Amazon’s Relational Database Service (RDS) is a cloud-hosted MySQL solution. I’ve had some clients hitting performance limitations on standard EC2 servers with EBS volumes (see SSD versus EBS death match), and one of them wanted to evaluate RDS as a replacement. It is built on the same technologies, but the hardware and networking are supposed to be dedicated to RDS, not shared with the general usage of AWS as you get on normal EC2 servers with EBS.
I benchmarked the largest available RDS instance, which is listed as “High-Memory Quadruple Extra Large DB Instance: 68 GB of memory, 26 ECUs (8 virtual cores with 3.25 ECUs each), 64-bit platform, High I/O Capacity.” I used sysbench’s oltp benchmark, with 400,000,000 rows. This creates a table+index data size approximately twice as big as memory, so the workload should be somewhat IO-bound.

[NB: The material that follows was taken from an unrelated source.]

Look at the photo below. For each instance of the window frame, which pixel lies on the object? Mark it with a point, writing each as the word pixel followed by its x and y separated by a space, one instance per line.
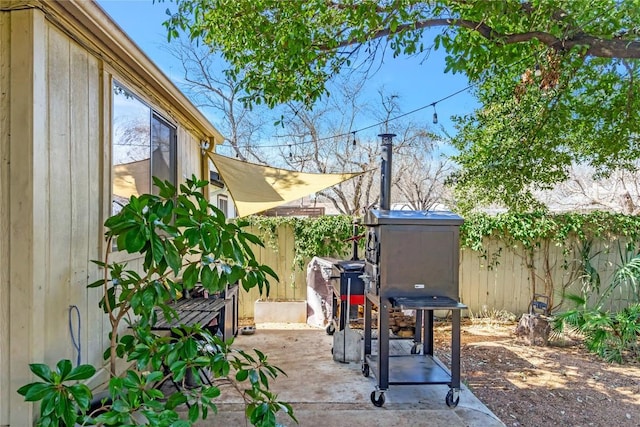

My goal for this benchmark is long-term performance, but as a side project, I thought it would be interesting to measure the single-threaded insert throughput as sysbench ran the “prepare” phase and filled the table with 400 million rows. Here is the chart of rows inserted per minute (click on the image for a bigger view):
We can deduce a few things from this.
- The overall downward slope of the line is steady enough to show that we did not cross a dramatic memory-to-disk threshold, as famously happens in B-Tree inserts (see InnoDB vs TokuDB for example). This doesn’t mean that we weren’t IO-bound; it might only mean that we were IO-bound the whole time waiting on fsync operations. But we didn’t go from a solely in-memory bottleneck to solely on-disk.
- The insert performance is quite variable, more so than I would like to see. My intuition is that there are some severe I/O slowdowns.
- I should have gathered more statistics and finer-grained samples, say, every 5 seconds instead of every minute, and some samples of more data such as SHOW INNODB STATUS. But I was on the client’s time and I wasn’t going to spend time redoing it — I did not see that it would really benefit them.
- Finally, a single-threaded insert workload is not very revealing. To understand the sustained write performance of an RDS instance, we need a multi-threaded long-term insert benchmark such as IIBench.
In the next post in this series, we will see how the Amazon RDS instance performed at various thread counts on the OLTP benchmark.
Update Vadim and Peter have rightly pointed out that I shouldn’t have published this result without being able to explain exactly what was happening on the server. I will reproduce this test, capture more measurements about what was going on, and post a follow-up before I continue with the actual sysbench benchmark results.